But there was more to it. Something,--Leif's curtness, or the touch of
Valbrand's hand upon his naked shoulder,--roused Alwin's madness afresh.
Shaking off the hand, fighting it off, he bearded the chief himself.
"I will kill him if ever he utters his cur's yelp at me again. You are
blind and simple to think to keep an earl-born man under the feet of a
churl. You are a fool to keep an accomplished man at work that any
simpleton might do. I will not bear with your folly. I will slay the
hound the first chance I get." He ended breathless and trembling with
passion.
Valbrand stood aghast. Leif's brows drew down so low that nothing but
two fiery sparks showed of his eyes. Through Alwin went the same thrill
he had felt when the trader's sword-point pricked his breast.

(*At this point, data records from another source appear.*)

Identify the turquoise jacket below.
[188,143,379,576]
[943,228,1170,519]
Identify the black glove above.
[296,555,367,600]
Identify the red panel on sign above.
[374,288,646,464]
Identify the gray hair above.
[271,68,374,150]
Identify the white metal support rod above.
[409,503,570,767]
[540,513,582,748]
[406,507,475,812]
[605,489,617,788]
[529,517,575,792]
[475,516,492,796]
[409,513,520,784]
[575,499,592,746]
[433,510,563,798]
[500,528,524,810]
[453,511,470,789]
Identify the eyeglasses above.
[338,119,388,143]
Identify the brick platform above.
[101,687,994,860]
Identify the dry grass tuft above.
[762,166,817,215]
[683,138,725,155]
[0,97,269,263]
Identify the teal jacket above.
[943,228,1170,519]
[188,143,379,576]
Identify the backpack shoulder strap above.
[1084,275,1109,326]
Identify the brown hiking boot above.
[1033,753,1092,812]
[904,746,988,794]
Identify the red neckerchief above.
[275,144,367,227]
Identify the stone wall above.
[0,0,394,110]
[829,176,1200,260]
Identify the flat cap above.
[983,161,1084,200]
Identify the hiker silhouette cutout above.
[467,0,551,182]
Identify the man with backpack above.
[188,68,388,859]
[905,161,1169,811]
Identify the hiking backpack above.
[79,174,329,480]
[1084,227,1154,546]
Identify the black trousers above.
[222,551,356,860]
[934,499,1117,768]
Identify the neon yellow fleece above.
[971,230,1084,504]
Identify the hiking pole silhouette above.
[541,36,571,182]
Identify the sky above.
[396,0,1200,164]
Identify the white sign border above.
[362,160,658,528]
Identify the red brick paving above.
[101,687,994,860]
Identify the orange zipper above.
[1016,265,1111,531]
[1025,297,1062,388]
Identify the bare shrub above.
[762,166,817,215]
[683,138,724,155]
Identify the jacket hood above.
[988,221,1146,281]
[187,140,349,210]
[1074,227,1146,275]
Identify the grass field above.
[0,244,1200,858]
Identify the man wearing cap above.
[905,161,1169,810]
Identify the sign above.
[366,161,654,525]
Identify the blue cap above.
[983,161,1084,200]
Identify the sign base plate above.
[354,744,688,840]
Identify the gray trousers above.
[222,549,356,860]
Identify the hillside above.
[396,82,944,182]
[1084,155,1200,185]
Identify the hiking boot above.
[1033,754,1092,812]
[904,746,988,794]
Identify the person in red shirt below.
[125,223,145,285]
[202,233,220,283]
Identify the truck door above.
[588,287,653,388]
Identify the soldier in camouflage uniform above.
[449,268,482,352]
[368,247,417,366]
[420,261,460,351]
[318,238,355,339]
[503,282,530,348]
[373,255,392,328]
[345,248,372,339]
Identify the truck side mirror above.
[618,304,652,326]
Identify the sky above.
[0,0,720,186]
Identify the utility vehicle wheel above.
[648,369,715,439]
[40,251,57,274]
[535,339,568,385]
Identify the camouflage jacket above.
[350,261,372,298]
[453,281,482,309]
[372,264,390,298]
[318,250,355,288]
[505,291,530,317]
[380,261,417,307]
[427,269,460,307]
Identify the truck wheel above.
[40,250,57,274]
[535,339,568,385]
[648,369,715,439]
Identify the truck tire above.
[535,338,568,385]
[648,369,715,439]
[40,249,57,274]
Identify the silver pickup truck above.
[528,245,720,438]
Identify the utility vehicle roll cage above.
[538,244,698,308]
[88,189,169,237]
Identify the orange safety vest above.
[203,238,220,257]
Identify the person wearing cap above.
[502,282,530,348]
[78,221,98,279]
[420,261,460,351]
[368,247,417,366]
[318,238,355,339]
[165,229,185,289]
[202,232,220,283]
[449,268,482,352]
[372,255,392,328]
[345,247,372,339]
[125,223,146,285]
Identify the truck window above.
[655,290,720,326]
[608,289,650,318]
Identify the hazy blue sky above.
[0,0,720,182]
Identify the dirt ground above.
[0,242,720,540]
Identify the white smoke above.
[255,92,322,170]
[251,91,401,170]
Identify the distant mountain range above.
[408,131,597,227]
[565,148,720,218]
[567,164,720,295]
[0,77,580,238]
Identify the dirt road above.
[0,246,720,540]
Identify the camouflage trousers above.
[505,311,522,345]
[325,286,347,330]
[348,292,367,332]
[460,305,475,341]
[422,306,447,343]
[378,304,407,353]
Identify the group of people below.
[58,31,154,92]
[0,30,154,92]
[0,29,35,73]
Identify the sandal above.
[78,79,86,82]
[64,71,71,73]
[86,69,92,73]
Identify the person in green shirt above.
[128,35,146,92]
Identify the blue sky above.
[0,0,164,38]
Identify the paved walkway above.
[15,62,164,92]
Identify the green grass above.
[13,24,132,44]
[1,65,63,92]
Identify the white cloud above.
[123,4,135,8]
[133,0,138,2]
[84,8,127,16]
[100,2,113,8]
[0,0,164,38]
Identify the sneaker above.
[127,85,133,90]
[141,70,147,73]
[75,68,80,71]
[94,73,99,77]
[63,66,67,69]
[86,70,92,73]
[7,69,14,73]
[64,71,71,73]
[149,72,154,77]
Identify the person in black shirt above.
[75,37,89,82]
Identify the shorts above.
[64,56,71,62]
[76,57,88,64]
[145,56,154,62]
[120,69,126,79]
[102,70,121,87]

Yet the lightning did not strike. Alwin glanced up, amazed. While he
stared, a subtle change crept over the chief. Slowly he ceased to be the
grim curt Viking: slowly he became the nobleman whose stateliness
minstrels celebrated in their songs, and the King spoke of with praise.
A stillness seemed to gather round them. Alwin felt his anger cooling
and sinking within him.
After a time, Leif said with the calmness of perfect superiority: "It
may be that I have not treated you as honorably as you deserve. Yet what
am I to think of these words of yours? Is it after such fashion that a
jarl-born man with accomplishments addresses his lord in your country?"
To the blunt old steersman, to the ox-like Olver, to the half-dozen
others who heard it, the change was incomprehensible. They stared at
their master, then at each other, and finally gave it up as a whim past
their understanding. It may be that Leif was curious to see whether it
would be incomprehensible to Alwin as well. He sat watching him
intently.
Alwin's eyes fell before his master's. The stately quietness, the noble
forbearance, were like voices out of his past. They called up memories
of his princess-mother, of her training, of the dignity that had always
surrounded her. Suddenly he saw, as for the first time, the roughness
and coarseness of the life about him, and realized how it had roughened
and coarsened him. A dull red mounted to his face. Slowly, like one
groping for a half forgotten habit, he bent his knee before the offended
chief. Unconsciously, for the first time in his thraldom, he gave to a
Northman the title a Saxon uses to his superior.
"Lord, you are right to think me unmannerly. I was mad with anger so
that I did not weigh my words. I will say nothing against it if you
treat me like a churl."
To the others, this also was inexplicable. They scratched their heads,
and rubbed their ears, and gaped at one another. Leif smiled grimly as
he caught their looks. Picking a silver ring from his pouch, he tossed
it to Valbrand.
"Take this to Kark to pay him for his broken head, and advise him to
make less noise with his mouth in the future." When they were gone he
turned to Alwin and signed him to rise. "You understand a language that
churls do not understand. I will try you further. Go dress yourself,
then bring hither the runes you were reading to Rolf Erlingsson."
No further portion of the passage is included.